John Masko: I started to hear very quickly from people about how it was simultaneously happening that their stress levels were rising astronomically in their professional lives, and that the vital outlet they had for relieving that and for using a different part of their brain was now gone.
Jeffrey Brown: Masko has found a new way into producing in virtual space. He sends musicians a video of himself conducting a piece.
The individuals record themselves, send in their video, and then rework their parts based on Masko’s e-mail notes. Then the 60 individual voices are put together by professional audio and video producers.
John Masko: Groups like ours are really positioned to lead the way in innovating this new style of music-making, which, even when we get back to performing regular live music, can feed back into that and expand the sphere of music-making.
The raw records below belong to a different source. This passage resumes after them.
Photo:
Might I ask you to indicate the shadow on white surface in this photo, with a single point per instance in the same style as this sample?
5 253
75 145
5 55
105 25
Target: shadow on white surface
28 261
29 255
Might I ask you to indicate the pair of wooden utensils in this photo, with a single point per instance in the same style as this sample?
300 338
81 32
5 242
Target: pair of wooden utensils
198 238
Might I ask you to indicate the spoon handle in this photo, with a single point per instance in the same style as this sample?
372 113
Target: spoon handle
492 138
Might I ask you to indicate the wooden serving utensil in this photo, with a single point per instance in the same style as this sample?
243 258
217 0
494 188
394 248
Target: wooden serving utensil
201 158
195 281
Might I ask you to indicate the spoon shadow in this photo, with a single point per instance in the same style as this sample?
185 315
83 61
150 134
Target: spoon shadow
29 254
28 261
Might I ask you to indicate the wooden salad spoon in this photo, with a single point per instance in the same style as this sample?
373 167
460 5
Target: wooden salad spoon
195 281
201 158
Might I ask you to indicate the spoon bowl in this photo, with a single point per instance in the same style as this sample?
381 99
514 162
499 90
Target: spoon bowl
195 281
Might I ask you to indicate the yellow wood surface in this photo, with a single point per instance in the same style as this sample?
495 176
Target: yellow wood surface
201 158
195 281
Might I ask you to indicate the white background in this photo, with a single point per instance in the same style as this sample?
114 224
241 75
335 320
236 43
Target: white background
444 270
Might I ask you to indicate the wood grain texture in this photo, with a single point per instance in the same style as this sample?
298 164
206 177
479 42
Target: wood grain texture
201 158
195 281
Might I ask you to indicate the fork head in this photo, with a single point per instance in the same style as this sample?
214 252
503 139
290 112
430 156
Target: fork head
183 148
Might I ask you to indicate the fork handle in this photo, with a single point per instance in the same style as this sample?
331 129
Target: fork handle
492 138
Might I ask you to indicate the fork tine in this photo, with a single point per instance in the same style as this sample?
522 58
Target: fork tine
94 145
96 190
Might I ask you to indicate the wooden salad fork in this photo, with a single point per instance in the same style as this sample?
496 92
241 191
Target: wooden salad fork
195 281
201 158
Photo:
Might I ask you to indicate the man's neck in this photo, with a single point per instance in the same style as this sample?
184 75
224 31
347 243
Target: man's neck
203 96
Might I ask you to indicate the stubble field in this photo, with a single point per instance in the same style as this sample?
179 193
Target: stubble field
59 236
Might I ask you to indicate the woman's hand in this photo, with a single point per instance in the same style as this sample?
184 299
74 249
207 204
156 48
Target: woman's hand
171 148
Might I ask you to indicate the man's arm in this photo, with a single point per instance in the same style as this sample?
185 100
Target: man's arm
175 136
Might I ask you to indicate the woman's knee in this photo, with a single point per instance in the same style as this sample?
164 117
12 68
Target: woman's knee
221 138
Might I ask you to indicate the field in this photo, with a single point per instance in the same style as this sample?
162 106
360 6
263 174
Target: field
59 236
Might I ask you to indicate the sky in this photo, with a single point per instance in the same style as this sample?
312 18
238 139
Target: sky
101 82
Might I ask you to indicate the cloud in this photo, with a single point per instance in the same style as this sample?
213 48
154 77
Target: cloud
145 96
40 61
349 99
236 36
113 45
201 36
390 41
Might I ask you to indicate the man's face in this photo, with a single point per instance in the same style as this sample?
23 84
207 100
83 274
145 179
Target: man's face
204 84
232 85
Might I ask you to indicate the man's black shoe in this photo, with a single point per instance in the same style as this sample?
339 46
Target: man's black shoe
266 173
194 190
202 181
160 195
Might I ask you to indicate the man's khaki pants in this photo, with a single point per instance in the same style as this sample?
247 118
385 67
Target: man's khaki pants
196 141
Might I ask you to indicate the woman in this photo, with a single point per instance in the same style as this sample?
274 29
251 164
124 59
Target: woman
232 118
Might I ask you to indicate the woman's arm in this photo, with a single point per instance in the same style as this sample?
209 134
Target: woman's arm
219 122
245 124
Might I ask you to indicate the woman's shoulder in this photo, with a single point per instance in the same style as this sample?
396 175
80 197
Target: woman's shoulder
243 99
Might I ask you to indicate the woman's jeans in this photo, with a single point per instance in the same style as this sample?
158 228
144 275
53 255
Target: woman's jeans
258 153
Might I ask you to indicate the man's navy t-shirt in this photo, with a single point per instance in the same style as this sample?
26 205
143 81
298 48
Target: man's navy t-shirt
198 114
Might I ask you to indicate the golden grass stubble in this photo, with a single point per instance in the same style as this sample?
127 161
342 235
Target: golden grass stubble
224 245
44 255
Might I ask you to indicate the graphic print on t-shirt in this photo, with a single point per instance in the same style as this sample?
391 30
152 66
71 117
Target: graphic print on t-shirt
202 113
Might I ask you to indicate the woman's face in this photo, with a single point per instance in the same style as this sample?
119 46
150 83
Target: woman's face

Jeffrey Brown: Raise your hand if you’re just happy to be playing music with a fellow human beings, playing music.
Woman: Two hands.
Jeffrey Brown: Two hands.
For now, these musicians are left with this kind of distanced gathering, along with a deep understanding of the connections between art and medicine, including when it’s the healers themselves in need.
Lisa Wong: It’s hard and it’s necessary to know that you also need to heal, to be able to become revitalized, so that you have enough energy to go back out.
That’s the whole thing about the arts that will revitalize you, restore faith in humanity, opportunity to really appreciate beauty. And once that’s filled, then you can give it back.
Jeffrey Brown: You’re alive again, in a sense.
Lisa Wong: Absolutely.
Jeffrey Brown: And there is nothing like live music for that.
For the “PBS NewsHour,” I’m Jeffrey Brown in Newton, Massachusetts.
Judy Woodruff: Thank you, Jeff.
And we love that these medical professionals can find healing in this way.